Step 3: Trace Cross-Domain Red Flags

This is the most dangerous category. If the PR involves database architecture but the author's background is frontend:

// Red flag: Non-infrastructure expert designing a cache layer
const cache = new Map(); // In-memory cache in Node

app.get('/api/users/:id', (req, res) => {
    const userId = req.params.id;
    
    if (!cache.has(userId)) {
        cache.set(userId, fetchUserFromDB(userId));
    }
    
    res.json(cache.get(userId));
});

Problems:

• No cache invalidation strategy
• Memory grows unbounded
• Doesn't account for distributed deployments
• Works locally, breaks at scale

Ask: "Does your team have a caching architecture we should follow here?"

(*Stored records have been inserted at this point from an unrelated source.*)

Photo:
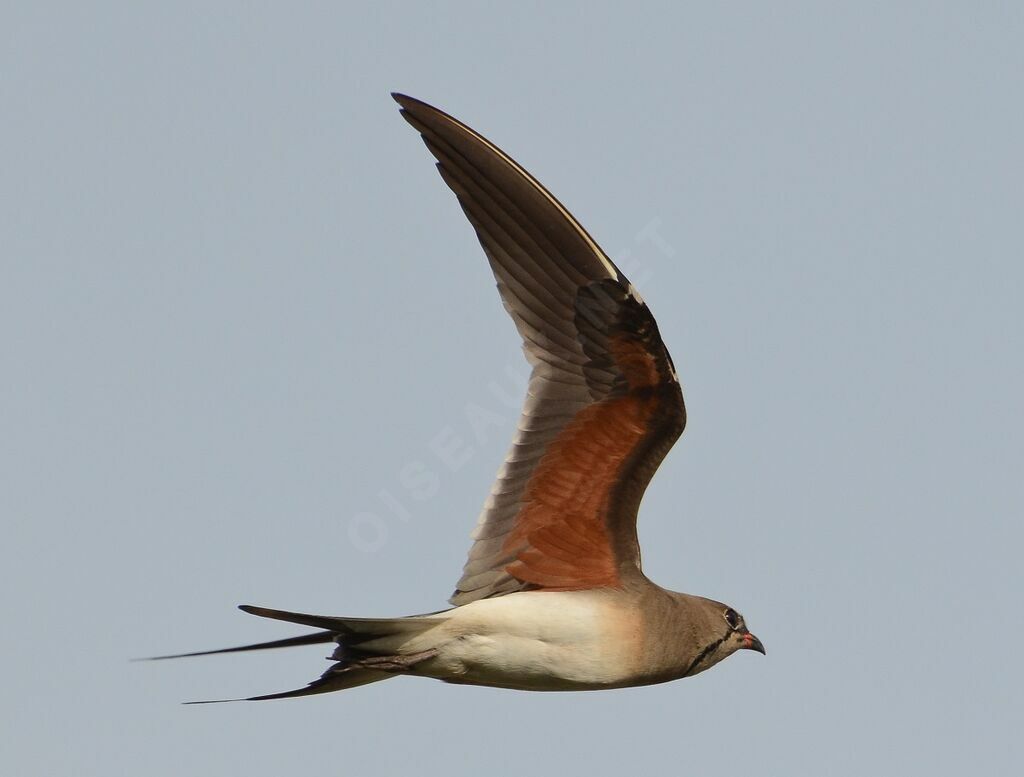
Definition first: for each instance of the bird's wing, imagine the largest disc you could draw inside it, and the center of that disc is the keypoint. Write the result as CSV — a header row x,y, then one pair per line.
x,y
604,404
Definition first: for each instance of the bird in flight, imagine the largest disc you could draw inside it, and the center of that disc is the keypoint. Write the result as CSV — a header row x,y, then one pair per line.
x,y
552,597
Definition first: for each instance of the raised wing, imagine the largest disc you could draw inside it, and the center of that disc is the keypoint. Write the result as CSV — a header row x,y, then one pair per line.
x,y
603,405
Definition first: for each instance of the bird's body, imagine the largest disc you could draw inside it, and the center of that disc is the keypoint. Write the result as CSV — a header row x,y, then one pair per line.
x,y
552,597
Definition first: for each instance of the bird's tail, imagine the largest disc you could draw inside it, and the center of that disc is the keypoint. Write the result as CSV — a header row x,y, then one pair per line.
x,y
368,649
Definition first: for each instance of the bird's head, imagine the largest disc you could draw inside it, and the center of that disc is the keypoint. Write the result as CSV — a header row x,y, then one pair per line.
x,y
723,632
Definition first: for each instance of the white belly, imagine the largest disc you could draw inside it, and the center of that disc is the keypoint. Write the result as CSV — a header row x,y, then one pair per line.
x,y
536,641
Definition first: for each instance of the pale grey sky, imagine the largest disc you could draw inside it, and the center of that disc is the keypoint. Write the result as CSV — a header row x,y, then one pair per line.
x,y
238,304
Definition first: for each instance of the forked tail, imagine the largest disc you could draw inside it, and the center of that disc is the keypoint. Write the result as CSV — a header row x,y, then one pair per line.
x,y
368,649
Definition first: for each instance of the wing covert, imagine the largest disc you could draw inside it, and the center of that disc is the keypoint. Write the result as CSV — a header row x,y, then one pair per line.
x,y
603,403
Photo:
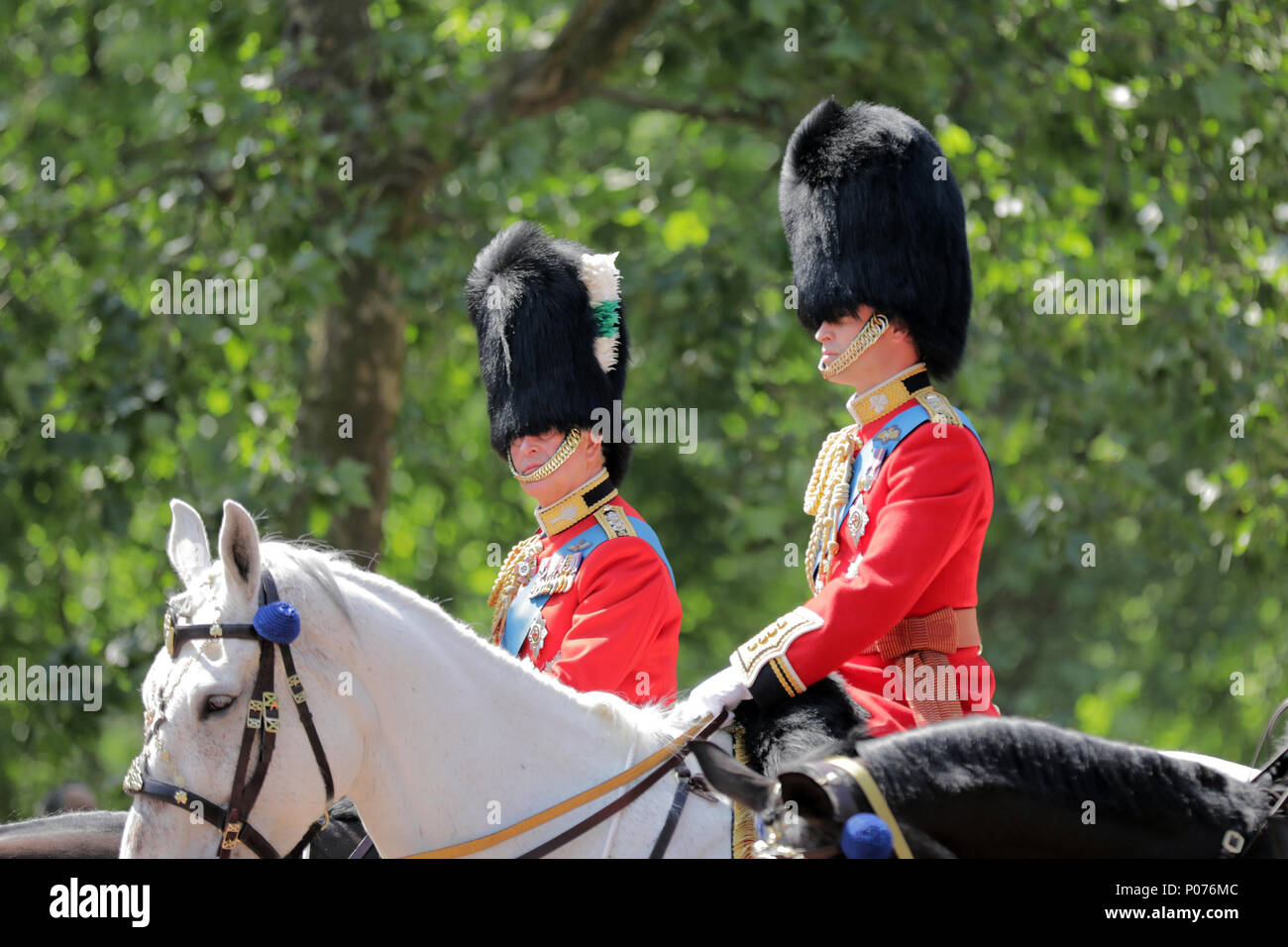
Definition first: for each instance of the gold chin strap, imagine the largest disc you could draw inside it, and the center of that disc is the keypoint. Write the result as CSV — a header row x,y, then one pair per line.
x,y
557,459
862,343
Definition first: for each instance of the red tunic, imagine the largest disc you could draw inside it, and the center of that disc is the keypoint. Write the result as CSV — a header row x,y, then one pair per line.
x,y
928,510
617,628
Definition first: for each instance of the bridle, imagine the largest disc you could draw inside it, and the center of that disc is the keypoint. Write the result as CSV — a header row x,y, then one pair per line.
x,y
274,624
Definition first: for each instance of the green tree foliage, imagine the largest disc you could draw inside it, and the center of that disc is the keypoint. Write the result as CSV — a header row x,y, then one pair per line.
x,y
1103,141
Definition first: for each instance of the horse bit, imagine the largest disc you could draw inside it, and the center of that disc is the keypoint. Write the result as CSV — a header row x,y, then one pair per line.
x,y
274,624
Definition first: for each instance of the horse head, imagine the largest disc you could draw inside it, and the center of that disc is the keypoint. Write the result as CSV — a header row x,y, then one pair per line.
x,y
200,698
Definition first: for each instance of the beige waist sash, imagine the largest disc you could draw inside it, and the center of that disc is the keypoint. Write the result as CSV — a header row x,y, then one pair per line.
x,y
930,639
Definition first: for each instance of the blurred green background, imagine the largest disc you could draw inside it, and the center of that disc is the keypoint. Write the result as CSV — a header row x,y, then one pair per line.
x,y
1107,141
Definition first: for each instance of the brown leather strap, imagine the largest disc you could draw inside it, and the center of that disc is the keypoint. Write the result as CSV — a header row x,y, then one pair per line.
x,y
673,817
930,641
626,797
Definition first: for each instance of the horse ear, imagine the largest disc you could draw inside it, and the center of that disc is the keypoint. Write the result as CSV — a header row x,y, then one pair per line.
x,y
239,548
188,549
732,779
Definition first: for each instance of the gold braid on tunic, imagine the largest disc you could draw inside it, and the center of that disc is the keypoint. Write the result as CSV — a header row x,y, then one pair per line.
x,y
507,581
824,497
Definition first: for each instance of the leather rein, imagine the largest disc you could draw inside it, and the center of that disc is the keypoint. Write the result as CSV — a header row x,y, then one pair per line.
x,y
274,624
277,624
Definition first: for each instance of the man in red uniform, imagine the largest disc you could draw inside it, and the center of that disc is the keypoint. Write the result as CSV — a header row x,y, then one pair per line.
x,y
903,496
590,596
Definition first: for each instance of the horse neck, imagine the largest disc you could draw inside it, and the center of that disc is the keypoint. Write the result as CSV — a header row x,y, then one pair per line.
x,y
467,740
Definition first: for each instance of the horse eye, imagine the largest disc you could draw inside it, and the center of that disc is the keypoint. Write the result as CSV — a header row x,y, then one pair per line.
x,y
218,702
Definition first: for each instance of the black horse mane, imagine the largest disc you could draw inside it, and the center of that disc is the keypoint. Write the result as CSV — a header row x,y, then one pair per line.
x,y
822,716
1047,763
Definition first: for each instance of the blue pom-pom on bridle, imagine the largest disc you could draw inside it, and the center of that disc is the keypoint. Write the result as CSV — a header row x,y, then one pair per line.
x,y
277,622
866,836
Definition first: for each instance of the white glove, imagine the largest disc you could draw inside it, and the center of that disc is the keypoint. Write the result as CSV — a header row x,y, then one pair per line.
x,y
721,689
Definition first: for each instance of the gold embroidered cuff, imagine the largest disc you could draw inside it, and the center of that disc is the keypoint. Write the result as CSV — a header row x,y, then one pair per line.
x,y
761,660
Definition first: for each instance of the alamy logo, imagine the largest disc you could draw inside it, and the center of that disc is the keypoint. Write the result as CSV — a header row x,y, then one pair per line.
x,y
653,425
912,682
1060,296
210,296
53,684
101,900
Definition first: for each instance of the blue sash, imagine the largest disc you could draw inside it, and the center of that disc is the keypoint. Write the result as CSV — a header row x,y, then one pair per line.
x,y
880,446
526,608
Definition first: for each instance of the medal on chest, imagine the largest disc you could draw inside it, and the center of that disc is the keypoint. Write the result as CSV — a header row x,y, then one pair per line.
x,y
536,637
555,575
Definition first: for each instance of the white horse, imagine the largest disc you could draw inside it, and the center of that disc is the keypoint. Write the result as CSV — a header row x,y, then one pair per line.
x,y
437,736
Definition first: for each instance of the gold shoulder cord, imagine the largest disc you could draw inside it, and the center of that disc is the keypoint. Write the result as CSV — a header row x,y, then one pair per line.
x,y
507,582
824,497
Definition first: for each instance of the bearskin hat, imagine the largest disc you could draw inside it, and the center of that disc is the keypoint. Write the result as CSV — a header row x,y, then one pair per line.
x,y
874,215
553,343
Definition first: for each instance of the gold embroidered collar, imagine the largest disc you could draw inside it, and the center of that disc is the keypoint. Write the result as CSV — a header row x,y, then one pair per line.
x,y
880,399
581,502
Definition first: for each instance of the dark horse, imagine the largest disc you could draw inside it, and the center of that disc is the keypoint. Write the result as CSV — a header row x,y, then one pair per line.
x,y
1005,788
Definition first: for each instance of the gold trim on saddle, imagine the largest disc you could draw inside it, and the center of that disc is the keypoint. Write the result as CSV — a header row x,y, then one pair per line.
x,y
570,510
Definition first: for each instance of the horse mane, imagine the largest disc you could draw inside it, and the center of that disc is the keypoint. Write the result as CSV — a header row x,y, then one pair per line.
x,y
326,566
1048,763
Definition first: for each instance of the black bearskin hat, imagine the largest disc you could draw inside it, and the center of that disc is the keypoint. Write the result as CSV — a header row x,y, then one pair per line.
x,y
549,359
874,215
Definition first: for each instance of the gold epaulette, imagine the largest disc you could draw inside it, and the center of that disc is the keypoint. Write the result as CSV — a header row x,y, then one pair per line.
x,y
509,579
938,407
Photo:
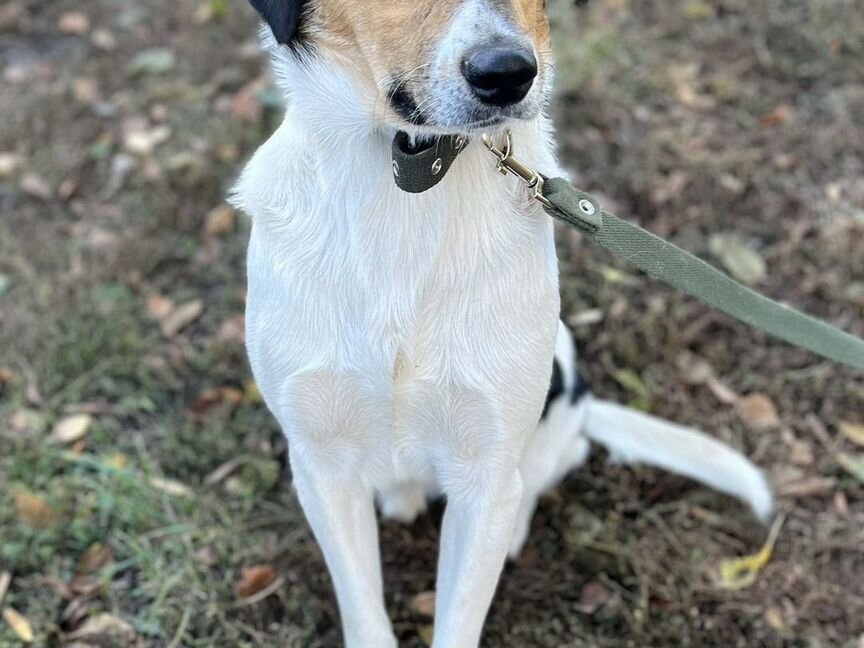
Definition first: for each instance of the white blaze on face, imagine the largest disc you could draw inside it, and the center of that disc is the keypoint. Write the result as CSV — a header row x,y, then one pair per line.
x,y
446,98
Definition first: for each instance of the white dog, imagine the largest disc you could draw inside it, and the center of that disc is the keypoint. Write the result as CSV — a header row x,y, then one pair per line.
x,y
405,341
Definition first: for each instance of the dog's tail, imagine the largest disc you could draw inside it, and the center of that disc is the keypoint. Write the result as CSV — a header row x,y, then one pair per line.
x,y
634,437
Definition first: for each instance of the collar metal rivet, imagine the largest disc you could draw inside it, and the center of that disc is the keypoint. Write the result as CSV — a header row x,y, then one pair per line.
x,y
587,207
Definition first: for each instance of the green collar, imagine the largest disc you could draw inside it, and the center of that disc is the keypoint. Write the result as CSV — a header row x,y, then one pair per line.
x,y
419,167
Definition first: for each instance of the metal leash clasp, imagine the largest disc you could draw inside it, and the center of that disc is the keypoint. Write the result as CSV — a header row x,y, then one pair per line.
x,y
509,164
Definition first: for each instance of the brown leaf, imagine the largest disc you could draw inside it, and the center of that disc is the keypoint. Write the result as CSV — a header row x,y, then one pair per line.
x,y
159,307
33,510
852,431
210,398
426,633
37,186
71,428
722,391
774,618
171,487
105,630
853,464
8,164
181,317
801,453
85,90
758,412
233,330
777,117
144,141
19,624
220,221
594,595
74,23
104,40
254,579
809,487
423,604
5,582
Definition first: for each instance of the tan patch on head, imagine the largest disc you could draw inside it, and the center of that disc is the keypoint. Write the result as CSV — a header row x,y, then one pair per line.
x,y
531,16
392,36
397,36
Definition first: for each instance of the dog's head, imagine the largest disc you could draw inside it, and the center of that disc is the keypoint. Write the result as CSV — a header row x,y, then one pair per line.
x,y
439,66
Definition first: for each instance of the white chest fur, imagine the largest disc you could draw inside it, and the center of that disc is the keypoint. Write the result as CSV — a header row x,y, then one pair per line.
x,y
396,336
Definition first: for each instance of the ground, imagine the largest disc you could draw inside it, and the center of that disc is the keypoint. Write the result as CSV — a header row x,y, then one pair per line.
x,y
140,474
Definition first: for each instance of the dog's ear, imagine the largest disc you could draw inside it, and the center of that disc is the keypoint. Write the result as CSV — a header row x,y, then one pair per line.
x,y
282,16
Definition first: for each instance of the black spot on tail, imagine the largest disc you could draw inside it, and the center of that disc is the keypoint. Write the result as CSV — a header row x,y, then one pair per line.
x,y
580,388
556,388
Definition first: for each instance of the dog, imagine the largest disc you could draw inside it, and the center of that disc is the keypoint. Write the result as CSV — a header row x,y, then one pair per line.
x,y
404,341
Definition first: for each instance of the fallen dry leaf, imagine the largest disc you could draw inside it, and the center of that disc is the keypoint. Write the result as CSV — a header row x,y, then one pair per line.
x,y
144,142
722,391
801,453
219,221
254,580
71,428
774,618
853,464
852,431
210,398
19,624
777,117
233,330
36,186
74,23
103,39
159,307
423,604
740,573
104,630
5,582
33,510
808,487
8,163
181,317
85,90
170,487
758,412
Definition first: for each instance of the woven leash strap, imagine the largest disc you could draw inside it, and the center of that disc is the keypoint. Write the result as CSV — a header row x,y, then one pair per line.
x,y
682,270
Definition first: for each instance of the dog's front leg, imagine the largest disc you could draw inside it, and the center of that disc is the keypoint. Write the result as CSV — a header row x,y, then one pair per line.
x,y
475,536
337,424
342,516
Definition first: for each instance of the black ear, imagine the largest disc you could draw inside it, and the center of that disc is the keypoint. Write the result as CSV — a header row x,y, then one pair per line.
x,y
283,17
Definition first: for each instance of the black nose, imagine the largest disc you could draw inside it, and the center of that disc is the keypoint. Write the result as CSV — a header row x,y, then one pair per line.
x,y
501,76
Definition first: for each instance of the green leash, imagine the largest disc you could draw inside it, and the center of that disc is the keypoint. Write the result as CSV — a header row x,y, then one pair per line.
x,y
680,269
653,255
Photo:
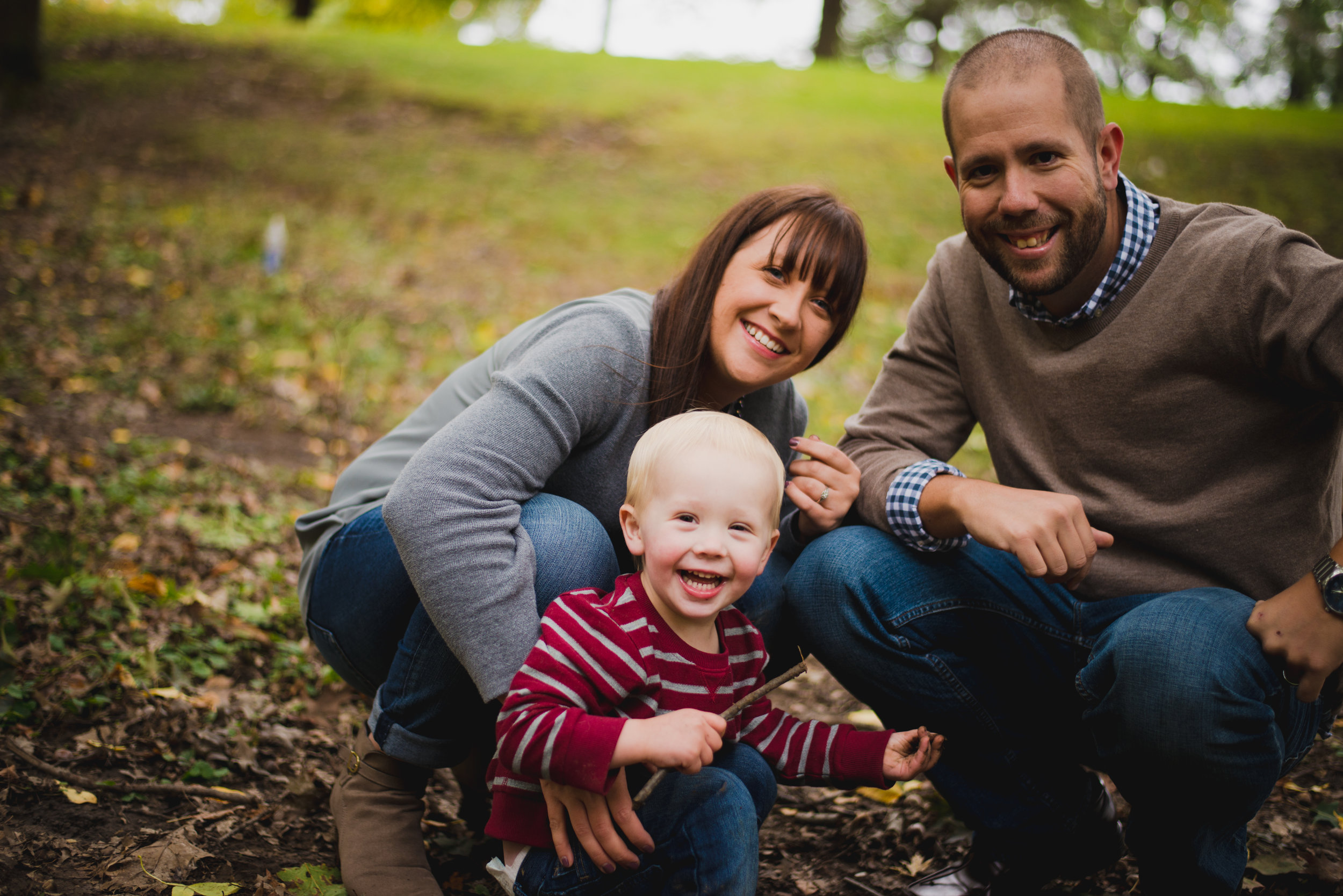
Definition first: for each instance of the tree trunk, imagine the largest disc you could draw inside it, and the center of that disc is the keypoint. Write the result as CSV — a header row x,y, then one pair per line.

Step 4: Test Against System Constraints

Before approval, request testing evidence:

• Load test results (not just "it works")
• Concurrent operation scenarios
• Data validation at boundaries
• Graceful degradation behavior

If the author hasn't tested these, the AI probably didn't consider them.

Code Example: Proper AI Code Review Template

Use this checklist in your PR review process:

## AI-Aware Code Review Checklist

### Before Approving

- [ ] Author can explain design decisions (not framework docs, their reasoning)
- [ ] Edge cases are explicitly handled, not assumed
- [ ] Matches team's existing patterns for [caching/auth/errors]
- [ ] No obvious cross-domain red flags (expert outside their field?)
- [ ] Load test results or performance analysis attached
- [ ] Concurrency/race conditions considered
- [ ] Fallback behavior documented

### Questions to Ask

1. "Walk me through what happens if [edge case] occurs."
2. "Why this approach over [standard alternative]?"
3. "How does this perform at [your typical scale]?"
4. "Have you used this pattern in production before?"

### If Uncertain

- Request a pairing session
- Have a domain expert review
- Add a staging deployment test

The Real Cost of Missed AI-Generated Code

A colleague spent two months building a data system without formal architecture training. The code looked impressive—verbose, documented, thorough. It produced gigabytes of output. It shipped quietly.

Six months later, it failed under load. The architectural assumptions were invisible because they were never questioned during review.

Your review process is the last gate. The difference between appearing productive and being productive is whether you catch these gaps before they compound.

Key Takeaways

1. Stylistic markers matter: Em-dashes, overly formal rhythm, confident misunderstanding—these are detection points.
2. Ask for reasoning, not just output: If they can't explain the "why," the AI probably couldn't either.
3. Cross-domain work is highest risk: An AI helping someone solve a known problem is safe. An AI replacing expertise in an unfamiliar domain is dangerous.
4. Verify at scale: Code that works locally ≠ code that works at your production volume.
5. Trust your instincts: If something feels overly polished but hand-wavy on details, dig deeper.

Effective code review in 2025 means assuming AI assistance and reviewing accordingly. Don't block progress—just make sure the progress is real.